Tell the judge the reader's task — execute, compare, or scan — and have it score whether the arrangement serves that use. Tidy headings wrapped around a comparison the reader must reconstruct themselves is the warn-level case; it passes every appearance check and fails the only test that matters.

🧪

Golden-set evals

Maintain tasks whose correct structure is checkable — procedures scored on dependency order, comparisons scored on whether every requested dimension appears for every option, lookups scored on whether the answer leads. The laptop comparison missing half the prices and all the weights is countable, not a matter of taste.

Mitigation Approaches

High-level reliability strategies that reduce how often this failure occurs.

🗂️

Outline-first generation

Have the model derive the arrangement from the reader's task before drafting — a comparison wants a table with every dimension per option, a procedure wants dependency order, a lookup wants the answer first. Generation is linear and unrevised, so the backup-before-migrate ordering has to be decided before tokens commit, not discovered mid-sentence.

🧹

Output post-processing

Run a reorganization pass on the draft — reorder steps by dependency, convert heading-wrapped comparisons into actual side-by-side form, hoist the buried answer to the top.
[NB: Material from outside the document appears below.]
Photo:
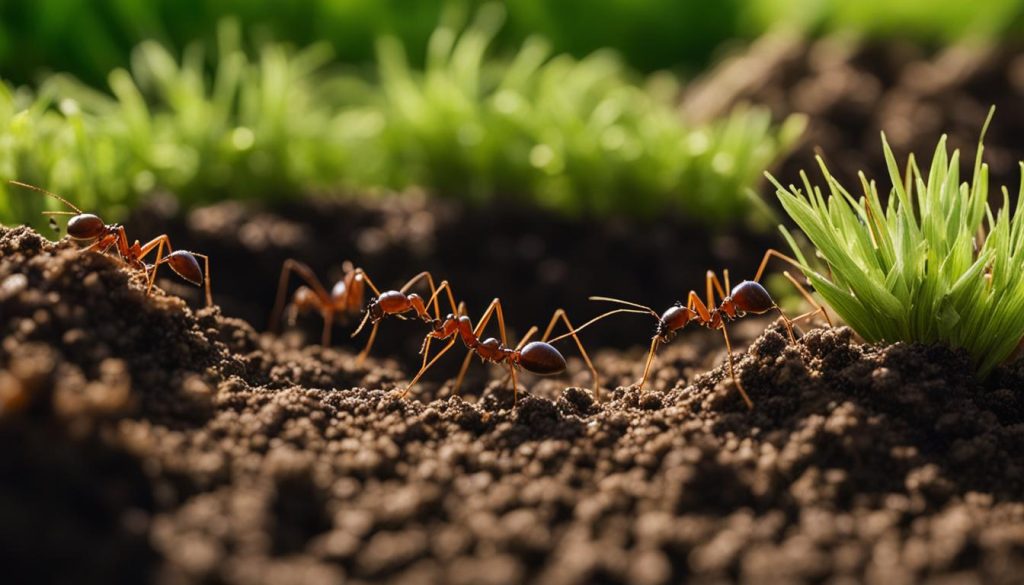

The fail example contains all the right content in generation order; a revision pass is the step the architecture lacks, added back in the pipeline.

📝

Instruction constraints

Tell the model the reader's task and the rendering surface — "this will be executed top to bottom," "this lands in a terminal" — and require structure chosen for that use rather than the heading-and-bullets default. The generic scaffold is applied because nothing in the prompt says what the answer must serve; saying it is cheap.